Fellow British wrestlers would follow this lead ten years later and add effemininity to the repertoire. That was less appropriate in the late fifties, and, in any case, Garfield could antagonise the fans enough with his arrogance and biting asides, not needing to invite the shouts of "Pooftah!."
All he had to do was raise his water bottle to the light between rounds to check its purity and they were in uproar. The magic of Garfield lies not in statistics but in our memories of his wrestling: a classic fifties villain, diving in cowardly fashion for the ropes at the first hint of any pain, making nasty blindside fouls, professing his innocence at every admonition. But taking heavy bumps and inflicting crunching Boston Crabs.
He was a great talker during his bouts, and we remember him leaning out between the top two ropes to engage in ongoing debate with irate spectators. When his wronged opponent finally retaliated with fouls it was Garfield who memorably and majestically would roar "Disqualify him!".
Alan Garfield's list of opponents reads like a who's who of world heavyweight wrestling and he could hold his own with Billy Robinson, Billy Joyce, Kendo Nagasaki, the Zebra Kid, Rocky Wall and Georges Gordienko, or he could play the foil to Ricki Starr, Masambula and Les Kellett, to all three of whom he was a favoured opponent. It should be noted that he was one of the very very few ever to defeat Ricki Starr in a British ring, a sure-fire measure of his stature. See the pair locked up, right.

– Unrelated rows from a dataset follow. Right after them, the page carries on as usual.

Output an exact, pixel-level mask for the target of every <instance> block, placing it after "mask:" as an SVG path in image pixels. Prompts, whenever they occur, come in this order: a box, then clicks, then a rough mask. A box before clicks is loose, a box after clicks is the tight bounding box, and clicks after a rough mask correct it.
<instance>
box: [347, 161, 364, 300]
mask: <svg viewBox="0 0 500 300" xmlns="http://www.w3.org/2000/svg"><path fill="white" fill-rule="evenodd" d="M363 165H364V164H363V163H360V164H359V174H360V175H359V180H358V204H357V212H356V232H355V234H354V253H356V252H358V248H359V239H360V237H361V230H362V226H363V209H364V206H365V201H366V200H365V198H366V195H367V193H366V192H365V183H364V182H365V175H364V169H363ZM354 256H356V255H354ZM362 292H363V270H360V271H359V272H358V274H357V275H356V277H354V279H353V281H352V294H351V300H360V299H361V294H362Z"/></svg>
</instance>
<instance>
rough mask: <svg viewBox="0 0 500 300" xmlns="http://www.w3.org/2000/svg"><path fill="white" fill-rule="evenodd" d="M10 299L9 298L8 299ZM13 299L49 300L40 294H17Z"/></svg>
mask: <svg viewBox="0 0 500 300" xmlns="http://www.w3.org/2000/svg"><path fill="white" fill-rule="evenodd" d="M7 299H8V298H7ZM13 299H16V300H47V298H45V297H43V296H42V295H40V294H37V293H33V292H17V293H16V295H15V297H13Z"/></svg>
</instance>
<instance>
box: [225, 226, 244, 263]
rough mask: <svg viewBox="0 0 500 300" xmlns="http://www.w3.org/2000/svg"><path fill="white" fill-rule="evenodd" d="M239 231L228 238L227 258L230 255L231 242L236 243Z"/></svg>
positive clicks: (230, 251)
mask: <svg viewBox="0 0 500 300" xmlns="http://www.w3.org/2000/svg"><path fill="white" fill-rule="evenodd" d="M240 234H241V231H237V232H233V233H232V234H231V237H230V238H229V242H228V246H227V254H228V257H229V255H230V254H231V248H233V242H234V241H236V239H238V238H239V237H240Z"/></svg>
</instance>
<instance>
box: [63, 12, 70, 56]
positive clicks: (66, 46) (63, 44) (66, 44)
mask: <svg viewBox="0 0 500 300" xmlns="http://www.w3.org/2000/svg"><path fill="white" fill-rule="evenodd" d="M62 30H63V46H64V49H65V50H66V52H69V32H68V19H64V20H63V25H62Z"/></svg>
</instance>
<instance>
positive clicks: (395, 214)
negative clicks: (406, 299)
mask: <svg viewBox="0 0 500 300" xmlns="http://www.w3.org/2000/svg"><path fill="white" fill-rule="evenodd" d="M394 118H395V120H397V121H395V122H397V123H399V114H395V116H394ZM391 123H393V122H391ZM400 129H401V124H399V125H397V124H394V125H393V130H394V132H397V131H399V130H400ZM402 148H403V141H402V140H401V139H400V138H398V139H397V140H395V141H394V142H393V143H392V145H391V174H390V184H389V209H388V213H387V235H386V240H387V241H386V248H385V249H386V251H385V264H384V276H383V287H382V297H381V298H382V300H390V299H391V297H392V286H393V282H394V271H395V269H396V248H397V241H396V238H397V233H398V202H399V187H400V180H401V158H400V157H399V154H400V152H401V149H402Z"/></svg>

It should not be forgotten that Alan Garfield wrestled all over the world, being a favourite at the famous Palais des Sports in Paris, regularly touring the Middle East, and even growing a beard to ham it up as Yukon Rex in South Africa.
We stated that Alan Garfield was far from a household name. He made a handful of televised appearances between his tours, and then, after his second homecoming, in 1965, made what proved to be his final television appearance in a Bradford bout against Gwyn Davies. This must go down in the annals of history as one of the great mystery bouts, for it was as a result of something said to commentator Kent Walton that Garfield was apparently banned from further small screen exposure.